Turkey and the Egyptian Revolt


Turkey is anticipating a greater role in the Middle East after the fall of Mubarak, eager for another Islamist-friendly regime that can stand up to the West and in need of new friends. According to the Wall Street Journal:
Addressing lawmakers in Ankara as hundreds of thousands of Egyptian oppositon activists gathered in Cairo’s Freedom Square, Mr. Erdogan called on Mr. Mubarak to heed the demands of his people and instigate change.
“For the sake of Egypt Mr. Mubarak must take the first step. He must do something to instigate change,” Mr. Erdogan said, in a speech to Parliament, which was met with frequent outbreaks of applause from lawkmakers here.
Turkey potentially has much to gain from regime change in Egypt -– but Mr. Erdogan was careful not to be seen wielding a knife, stopping short of calling for Mr. Mubarak to step down...
The antiregime protests in Tunisia, Egypt and Yemen have drawn attention to Turkey’s relative success at wedding democratic freedoms with religion. It could emerge as the alternative model for countries that might soon have to choose between a democratic or Islamic administration.
This would deepen Turkey’s growing sway in the Middle East. The process began with the election of the Islamist-leaning AK party, led by Mr. Erdogan, in 2003, and accelerated as the party won a second election. It is poised to win a third this summer.
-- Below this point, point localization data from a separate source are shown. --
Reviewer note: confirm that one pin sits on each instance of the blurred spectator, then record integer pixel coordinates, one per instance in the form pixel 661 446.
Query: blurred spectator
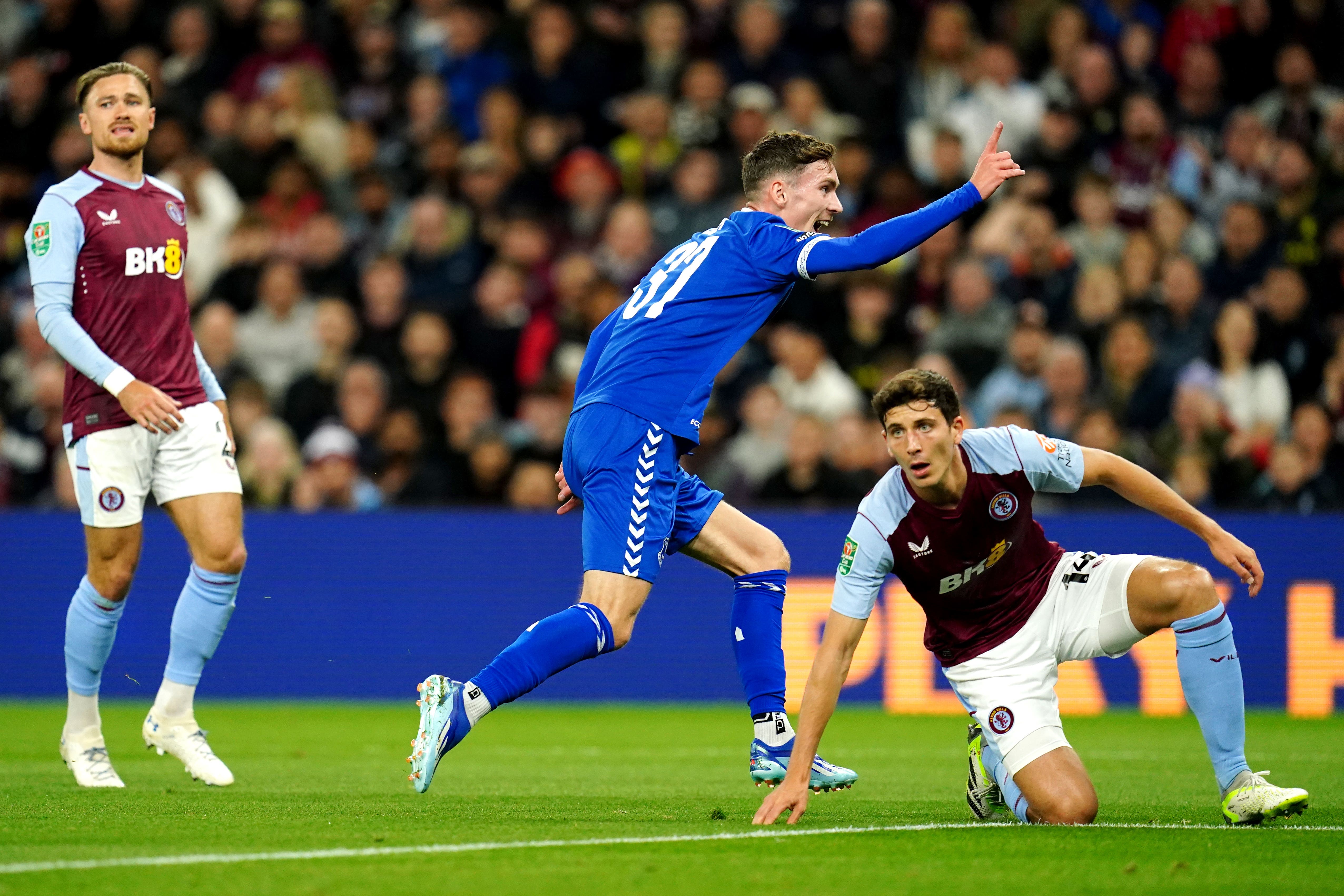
pixel 276 339
pixel 1256 394
pixel 217 334
pixel 312 398
pixel 1246 253
pixel 362 406
pixel 428 357
pixel 1000 95
pixel 976 326
pixel 807 381
pixel 331 479
pixel 384 291
pixel 1299 107
pixel 1185 321
pixel 647 151
pixel 870 331
pixel 533 487
pixel 1095 238
pixel 283 43
pixel 757 452
pixel 405 477
pixel 627 250
pixel 808 479
pixel 269 465
pixel 1018 383
pixel 1135 387
pixel 694 205
pixel 1288 335
pixel 1068 389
Ironically, Turkey's stance of standing with the Egyptian people, for democracy and against Mubarak but without asking him to step down, is a mirror image of Obama's. Do I smell collusion?

According to Professor David Passig, author of the Israeli bestseller '2048', between 2010-2020 the U.S. will begin to invest in Turkey, mostly in secret, in the interest of Turkey containing Russia in the Southeast Europe and Islamism in Iraq and Iran. Yet as Turkey gains power, it will split from the U.S. and become self-sufficient as a regional power and as a support for Arab states in the region.

Erdogan's cautious support of Egypt reflects its current subjugation to U.S. rhetoric on the one hand, and its anticipation of becoming a regional player as regimes turn away from U.S. and towards Islamism. While the WSJ sees Turkey as an 'alternative' between democracy and Islamism, there are undercurrents of Turkey siding with Islamism, in the garb of democracy.

In mid-January, Erdogan told the pan-Arab Al-Jazeera satellite television network that Hamas is not a terrorist movement. “We stand by Hamas when they are right, because the Hamas movement is a resistance movement. I do not see Hamas as 'terrorist.' They are people who defend the land, and it is a political group that entered the elections and won the elections.”

As Passig also points out, Turkey's anti-Israel rhetoric is a tool for it to gain further standing among populations of the Arab world, as exhibited through its new anti-Israel movie on the Maramara debacle.

David Makovsky from the Washington Institute also forsees an Islamist-Israeli confrontation as one of his two scenarios for the post-Mubarak Israeli-Palestinian conflict.